On the local train taking them from Tunis, via Carthage, to Sidi Bou Said, they fell into conversation with an urbane, educated, bilingual Tunisian, who was willing to discuss any topic, including religion. They were shocked to discover that he thought that Christians worshipped three gods! How could such a perception of Christianity, whose members would all defend the unity of God, have arisen? And if such a well-meaning Muslim could hold such bizarre views, what was it like on the Christian side? What dreadful misrepresentations might Christians carry with them of Islam without even knowing it?
Sixteenth-century velvet brocade used by the Ottoman Sultan
Neal returned from the holiday committed to learning Arabic so that he could read the Quran and Muslim theology, in the original. This he achieved and has since become a highly regarded Arabist. As for myself, via Cultural Studies in French, I have pursued the thread in a different way, for example, monitoring the clashes in French society when they centre on Muslims or children of Muslim immigrants. I read their books and books about them, I watch their films and films about them, as well as media reports.
In one of their books, entitled Georgette, the clash of commitments is such that the Muslim pupil who is pushed to learn to read and write in French by her non French-speaking father, must follow his advice.

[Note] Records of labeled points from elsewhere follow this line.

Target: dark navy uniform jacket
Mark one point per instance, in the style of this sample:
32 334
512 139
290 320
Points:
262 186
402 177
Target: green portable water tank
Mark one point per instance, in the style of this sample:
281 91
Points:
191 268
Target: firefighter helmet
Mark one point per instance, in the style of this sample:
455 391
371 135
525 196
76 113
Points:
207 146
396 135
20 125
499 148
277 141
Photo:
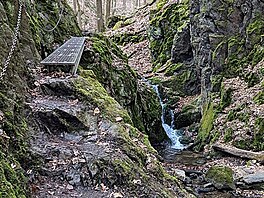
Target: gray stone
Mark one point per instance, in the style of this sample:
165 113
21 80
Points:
254 178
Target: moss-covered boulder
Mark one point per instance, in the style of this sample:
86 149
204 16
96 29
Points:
111 67
111 153
163 26
221 177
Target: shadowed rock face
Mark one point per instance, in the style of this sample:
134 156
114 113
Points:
80 144
224 36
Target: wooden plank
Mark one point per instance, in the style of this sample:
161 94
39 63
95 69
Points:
239 152
68 54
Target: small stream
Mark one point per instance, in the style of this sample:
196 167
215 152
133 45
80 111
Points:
173 134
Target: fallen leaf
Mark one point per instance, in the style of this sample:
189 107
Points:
96 111
69 187
118 195
119 119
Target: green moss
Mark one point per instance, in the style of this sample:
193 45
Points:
118 25
131 37
163 27
226 98
206 125
91 90
252 79
173 68
228 135
12 181
259 98
221 176
178 81
256 142
242 52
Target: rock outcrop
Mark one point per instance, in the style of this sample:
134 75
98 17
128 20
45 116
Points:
68 135
215 40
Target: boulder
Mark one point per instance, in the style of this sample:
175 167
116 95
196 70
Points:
221 177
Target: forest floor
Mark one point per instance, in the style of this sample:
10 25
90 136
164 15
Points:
64 152
140 60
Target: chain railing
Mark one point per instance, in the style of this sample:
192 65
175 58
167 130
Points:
14 42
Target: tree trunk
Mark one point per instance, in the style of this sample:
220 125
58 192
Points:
100 21
124 4
136 4
113 7
107 9
79 14
239 152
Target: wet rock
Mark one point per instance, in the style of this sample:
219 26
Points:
221 177
254 178
180 174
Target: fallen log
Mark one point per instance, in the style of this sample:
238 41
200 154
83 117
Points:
259 156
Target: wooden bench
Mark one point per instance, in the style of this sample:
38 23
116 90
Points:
67 55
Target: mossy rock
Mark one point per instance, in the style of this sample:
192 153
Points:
256 141
221 177
111 68
163 27
259 98
205 131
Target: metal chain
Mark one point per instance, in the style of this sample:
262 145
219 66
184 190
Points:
14 42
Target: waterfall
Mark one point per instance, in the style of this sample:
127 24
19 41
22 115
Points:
173 134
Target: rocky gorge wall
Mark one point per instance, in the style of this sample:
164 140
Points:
72 122
214 41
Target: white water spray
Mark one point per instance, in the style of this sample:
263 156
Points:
173 134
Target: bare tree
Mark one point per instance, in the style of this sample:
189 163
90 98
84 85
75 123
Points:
113 7
124 4
79 14
99 10
136 4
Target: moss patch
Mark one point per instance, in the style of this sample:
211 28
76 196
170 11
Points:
163 27
206 126
221 177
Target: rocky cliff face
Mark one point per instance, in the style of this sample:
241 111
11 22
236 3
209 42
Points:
67 134
13 90
218 40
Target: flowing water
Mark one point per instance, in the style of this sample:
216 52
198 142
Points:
172 133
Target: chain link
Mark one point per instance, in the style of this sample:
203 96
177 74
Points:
14 42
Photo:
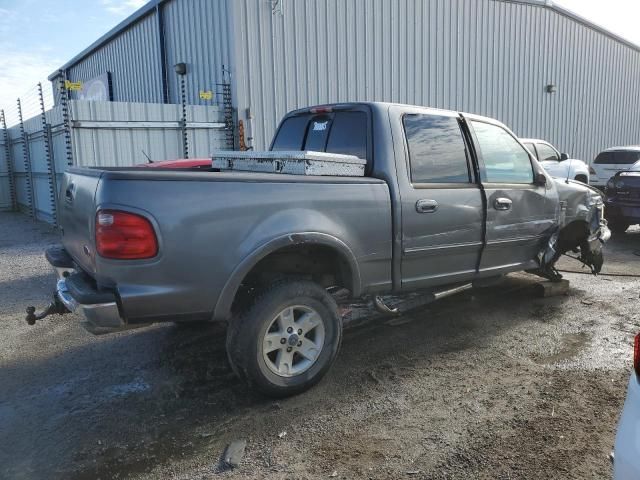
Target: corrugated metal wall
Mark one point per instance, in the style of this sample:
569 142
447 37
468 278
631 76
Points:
489 57
196 33
134 60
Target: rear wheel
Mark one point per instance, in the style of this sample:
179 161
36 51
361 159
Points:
618 226
287 339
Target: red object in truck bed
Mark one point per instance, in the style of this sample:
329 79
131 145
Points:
182 163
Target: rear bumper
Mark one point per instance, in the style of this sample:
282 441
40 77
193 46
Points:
79 294
628 212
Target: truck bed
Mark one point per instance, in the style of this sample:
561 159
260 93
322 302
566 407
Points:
208 223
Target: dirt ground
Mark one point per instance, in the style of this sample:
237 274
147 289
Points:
492 383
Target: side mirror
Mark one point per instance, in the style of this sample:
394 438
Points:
541 179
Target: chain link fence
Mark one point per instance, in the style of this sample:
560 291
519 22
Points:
40 140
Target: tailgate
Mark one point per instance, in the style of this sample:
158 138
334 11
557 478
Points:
77 215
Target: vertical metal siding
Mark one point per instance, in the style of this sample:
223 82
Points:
489 57
196 33
133 58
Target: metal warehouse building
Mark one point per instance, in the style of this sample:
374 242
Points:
533 65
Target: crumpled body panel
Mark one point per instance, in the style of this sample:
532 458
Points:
581 228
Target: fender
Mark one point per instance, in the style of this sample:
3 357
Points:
222 309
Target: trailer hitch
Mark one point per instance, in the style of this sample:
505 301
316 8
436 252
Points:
54 307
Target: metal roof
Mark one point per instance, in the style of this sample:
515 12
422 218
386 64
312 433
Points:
107 37
154 4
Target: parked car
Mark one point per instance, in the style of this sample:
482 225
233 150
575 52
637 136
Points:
626 464
611 161
447 199
558 164
623 199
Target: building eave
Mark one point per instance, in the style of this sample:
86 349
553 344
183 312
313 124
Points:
153 4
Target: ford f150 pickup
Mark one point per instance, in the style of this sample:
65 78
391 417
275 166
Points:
447 199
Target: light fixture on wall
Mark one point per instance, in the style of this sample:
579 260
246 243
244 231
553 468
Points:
180 68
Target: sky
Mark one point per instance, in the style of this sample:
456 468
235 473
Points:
39 36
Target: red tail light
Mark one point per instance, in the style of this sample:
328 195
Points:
636 354
124 236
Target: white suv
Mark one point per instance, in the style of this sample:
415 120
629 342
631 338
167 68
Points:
612 161
555 163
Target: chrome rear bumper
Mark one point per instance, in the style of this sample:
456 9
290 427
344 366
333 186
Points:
100 317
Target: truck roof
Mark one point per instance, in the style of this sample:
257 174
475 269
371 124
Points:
387 105
628 148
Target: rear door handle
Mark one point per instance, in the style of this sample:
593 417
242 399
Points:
426 206
68 194
502 203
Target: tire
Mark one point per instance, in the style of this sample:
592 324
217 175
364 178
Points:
279 313
617 226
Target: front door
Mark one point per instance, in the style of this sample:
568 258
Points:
519 212
442 214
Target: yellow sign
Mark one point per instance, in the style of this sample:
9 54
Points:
206 94
69 85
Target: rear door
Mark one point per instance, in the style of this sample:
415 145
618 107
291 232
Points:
442 209
519 214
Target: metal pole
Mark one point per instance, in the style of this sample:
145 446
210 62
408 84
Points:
27 163
66 115
183 100
48 155
7 154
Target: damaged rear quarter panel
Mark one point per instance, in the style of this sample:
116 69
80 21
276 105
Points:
581 226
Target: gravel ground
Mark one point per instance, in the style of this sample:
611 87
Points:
492 383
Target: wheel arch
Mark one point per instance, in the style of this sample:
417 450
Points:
222 311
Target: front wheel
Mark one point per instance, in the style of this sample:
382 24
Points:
287 339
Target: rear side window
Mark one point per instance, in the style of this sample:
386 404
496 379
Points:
437 151
340 132
620 158
505 161
545 152
531 148
349 134
291 134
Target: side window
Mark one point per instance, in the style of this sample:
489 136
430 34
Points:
547 153
531 148
436 149
505 161
348 134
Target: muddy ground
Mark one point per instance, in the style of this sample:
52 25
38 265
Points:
493 383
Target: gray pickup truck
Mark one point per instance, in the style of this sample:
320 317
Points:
447 200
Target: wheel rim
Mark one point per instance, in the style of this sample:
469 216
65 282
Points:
293 341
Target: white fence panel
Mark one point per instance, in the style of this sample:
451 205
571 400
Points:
101 134
127 134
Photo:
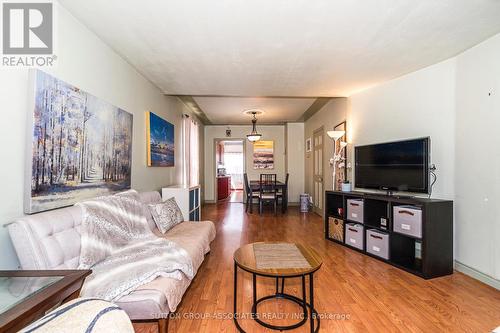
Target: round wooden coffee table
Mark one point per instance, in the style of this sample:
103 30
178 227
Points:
279 261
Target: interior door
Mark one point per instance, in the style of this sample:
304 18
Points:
318 171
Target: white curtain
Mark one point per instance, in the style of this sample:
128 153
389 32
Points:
191 168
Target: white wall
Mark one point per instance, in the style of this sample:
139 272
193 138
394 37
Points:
274 133
295 162
86 62
415 105
477 160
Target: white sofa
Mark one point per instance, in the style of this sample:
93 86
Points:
51 240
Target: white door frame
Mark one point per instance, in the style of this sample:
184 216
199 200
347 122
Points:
214 152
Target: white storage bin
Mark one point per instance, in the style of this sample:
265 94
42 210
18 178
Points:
407 220
354 235
355 210
377 243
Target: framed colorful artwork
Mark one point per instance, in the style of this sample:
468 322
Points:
160 141
263 155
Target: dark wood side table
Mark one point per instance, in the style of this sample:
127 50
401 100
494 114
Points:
245 259
26 296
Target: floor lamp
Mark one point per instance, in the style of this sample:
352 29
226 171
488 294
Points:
337 153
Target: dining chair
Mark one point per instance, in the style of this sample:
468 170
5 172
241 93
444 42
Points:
250 195
283 194
267 190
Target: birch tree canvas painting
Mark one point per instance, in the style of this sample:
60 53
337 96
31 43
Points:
81 146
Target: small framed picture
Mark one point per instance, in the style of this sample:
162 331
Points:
308 145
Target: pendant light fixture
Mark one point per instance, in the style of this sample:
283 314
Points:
254 136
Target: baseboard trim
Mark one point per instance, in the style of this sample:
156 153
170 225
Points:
473 273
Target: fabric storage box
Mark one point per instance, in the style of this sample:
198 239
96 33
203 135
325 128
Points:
336 229
354 235
355 210
377 243
407 220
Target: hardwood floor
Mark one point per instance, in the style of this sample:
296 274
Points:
353 292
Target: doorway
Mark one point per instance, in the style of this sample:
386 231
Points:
230 166
318 171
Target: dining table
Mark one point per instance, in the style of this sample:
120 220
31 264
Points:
255 187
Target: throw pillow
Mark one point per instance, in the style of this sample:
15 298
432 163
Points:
166 214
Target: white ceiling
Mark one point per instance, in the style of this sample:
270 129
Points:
229 110
287 48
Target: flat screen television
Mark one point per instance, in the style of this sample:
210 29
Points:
394 166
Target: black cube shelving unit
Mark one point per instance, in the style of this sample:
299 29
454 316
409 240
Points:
428 256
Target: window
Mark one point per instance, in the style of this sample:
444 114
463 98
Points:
191 165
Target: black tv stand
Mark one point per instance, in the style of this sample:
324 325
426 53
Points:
428 256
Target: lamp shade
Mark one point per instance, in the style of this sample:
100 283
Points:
335 135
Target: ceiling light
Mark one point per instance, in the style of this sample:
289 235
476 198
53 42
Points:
254 135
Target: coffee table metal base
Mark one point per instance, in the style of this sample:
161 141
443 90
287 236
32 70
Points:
308 310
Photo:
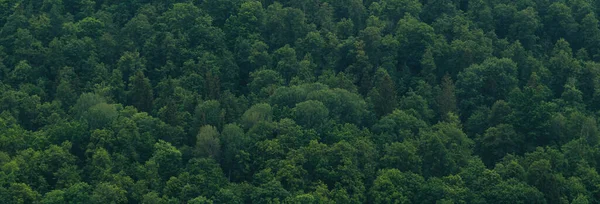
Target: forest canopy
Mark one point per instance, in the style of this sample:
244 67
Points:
299 101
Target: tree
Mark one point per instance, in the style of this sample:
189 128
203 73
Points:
498 141
168 159
383 94
140 92
311 114
207 142
482 84
108 193
446 99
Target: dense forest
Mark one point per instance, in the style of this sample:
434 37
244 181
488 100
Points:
299 101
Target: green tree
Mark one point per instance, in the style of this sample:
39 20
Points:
207 142
140 92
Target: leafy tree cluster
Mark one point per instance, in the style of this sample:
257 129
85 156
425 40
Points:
299 101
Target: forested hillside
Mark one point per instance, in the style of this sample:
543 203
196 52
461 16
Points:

Every night, she has to copy out her homework starting from the back of the book and writing from right to left. On the first line, in order to bless her work, her father has even laboriously traced the Arabic for Bismillah, In the name of God. Every morning, however, the teacher opens the girls exercise-book at the front and punishes her for the unexplained blank page. As the girl lies dying under the wheels of a car, trying to flee the nightmarish situation, she feels as if she were gasping for air at the bottom of an ink-well. It is only a novel, of course, but it is good to know that by reading books about others people are trying to understand one another.
And so it is that you are reading this book. And so it is that I have taken the opportunity offered by gentle goading from the publisher to write it, relying on full access to Neals on-going work and library to put together some reflexions on basic Islam. They are not meant to be exhaustive but to provide an informed basis for readers who, like me, have often pondered.
In the meantime, Neal is finishing a much meatier and informative volume with the working title of Islam, a Concise Introduction. He is also planning a round of visits to France for his next book which will be on French Muslims. People have no idea how much pillow-talk is devoted to Muslim matters! A case of a pas-de-deux perhaps?